Jason D. Quintana is not associated with the Ayn Rand Institute -- neither as a writer nor as a speaker.


Feeding The Troll - Once Only

Sandi's picture

She regularly posts bigoted filth about drowning Muslims in swimming pools and murdering one's political opponents all over the internet.

Perhaps my passion is much stronger than yours Ruth? 

You exercise your freedom to speak, whilst I defend it. 

You have the right to say what you desire and you are very welcome to fill yer boots.

However, as you resort to personal attacks with vicious, outrageous and slanderous lies, it is akin to throwing sticks and stones or any other weapon of mass unsophistication.

"You can only be free if I am free."
Clarence Darrow



A Senator's shame . . .

William Scott Scherk's picture

Thanks, William, for the note on West Virginia's Robert Byrd, who has been in the US Senate as long as I have been alive (49 years). It's fair to speculate he will die soon, and the generations will have changed with the Democrats. One of the last southern crackers (remember Strom Thurmond? Note Democrat Obama's love-in today; see a decent hack at Byrd's racialist past in the Washington Post's "A Senator's Shame"; decide where present Democratic racial policies lie).

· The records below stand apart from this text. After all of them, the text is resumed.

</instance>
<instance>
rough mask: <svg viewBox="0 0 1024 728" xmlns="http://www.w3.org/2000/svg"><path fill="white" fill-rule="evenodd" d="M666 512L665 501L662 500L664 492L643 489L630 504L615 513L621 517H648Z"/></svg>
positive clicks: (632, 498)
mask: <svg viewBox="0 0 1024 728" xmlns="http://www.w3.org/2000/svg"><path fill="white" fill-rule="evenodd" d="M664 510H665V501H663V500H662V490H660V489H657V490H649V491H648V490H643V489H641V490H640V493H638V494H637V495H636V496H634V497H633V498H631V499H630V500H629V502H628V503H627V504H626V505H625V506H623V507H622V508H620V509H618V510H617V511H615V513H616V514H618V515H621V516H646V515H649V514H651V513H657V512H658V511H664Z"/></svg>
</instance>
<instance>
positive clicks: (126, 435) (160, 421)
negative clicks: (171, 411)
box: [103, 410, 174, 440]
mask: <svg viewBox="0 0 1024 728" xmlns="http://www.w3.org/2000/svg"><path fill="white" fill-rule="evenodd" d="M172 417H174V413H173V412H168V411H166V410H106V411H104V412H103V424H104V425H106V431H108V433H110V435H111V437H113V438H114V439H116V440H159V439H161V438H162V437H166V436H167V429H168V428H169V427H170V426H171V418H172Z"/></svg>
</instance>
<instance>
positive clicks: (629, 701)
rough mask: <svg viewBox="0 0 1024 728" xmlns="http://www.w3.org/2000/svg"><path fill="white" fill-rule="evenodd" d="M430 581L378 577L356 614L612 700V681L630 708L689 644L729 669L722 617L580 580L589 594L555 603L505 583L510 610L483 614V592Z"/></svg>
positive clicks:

Commonwealth members all, we Canucks, Aussies and Kiwis take a sometimes interest in each others' politics, but I don't reach hasty conclusions about New Zealand racialism issues.

Do we know enough about the issues in NZ (or the persons holding forth) to conclude that Ruth W is of the "power hungry second handers" with a "twisted ideology"?

What if she's right about racist blowhards finding a home on the political fringe, Wm -- and the slow, iffy, wracked attempts to make libertarian movements in NZ less attractive to bigoted mouth-breathers? What if Waitangi means there can be honest disagreement about what entails? What do you know about all this?

I am disappointed by your immediate turn into diffuse invective: if you know something more about Ruth W and the racialist fringes of New Zealand discourse, let us in on it, dude.



WSS


Where have all the racists gone?

wngreen's picture

If NZ politics is anything like here in the colonies, the racists are never purged from the major parties. In fact, they are exalted to leadership positions. Take a look at Sen. Roberts "Sheets" Bird, Democrat West Virginia, formerly of the Klu Klux Klan. The problem with politics is that it attracts power hungry second handers who want to impose their twisted ideology on others by using government force. People like Ruth W.

Wm

Islam insofar as it is directed by governments, and as a measure enforced from above by any government, is to be done away with.


This is a typical comment

Ruth W's picture

This is a typical comment from Sandi - Rebel Radius - and other handles. She regularly posts bigoted filth about drowning Muslims in swimming pools and murdering one's political opponents all over the internet. Along with fellow 'Libertarian' Kane Bunce.

As a former member of the NZ Libertarian Party ,I've noted that they seem to keep having to expel racist and violent yahoos from their midst. They are constantly being infiltrated by neo-Nazis, and many of their spinoff groups are riddled throughout with extremists and racists.

What nobody seems to ask, though, is why they have to "weed out the racists" in the first place. If the core of their appeal isn't racial in nature, then why do they draw so many people for whom it is?

Preserving "white culture" has always been the racist right's bailiwick.

In my fight against hate speech I see people coming from this site spewing bigoted filth all the time. I cant stop it, but I can embarrass the guilty and their enablers.


Exactly

Sandi's picture

THE TRUE MOTTO OF ISLAM

"When we are weak,
We appeal to you for "Liberty" and for "Freedom,"
Because these are Your principles.

When we are Strong,
We shall deny you these,
Because they are not OUR principles."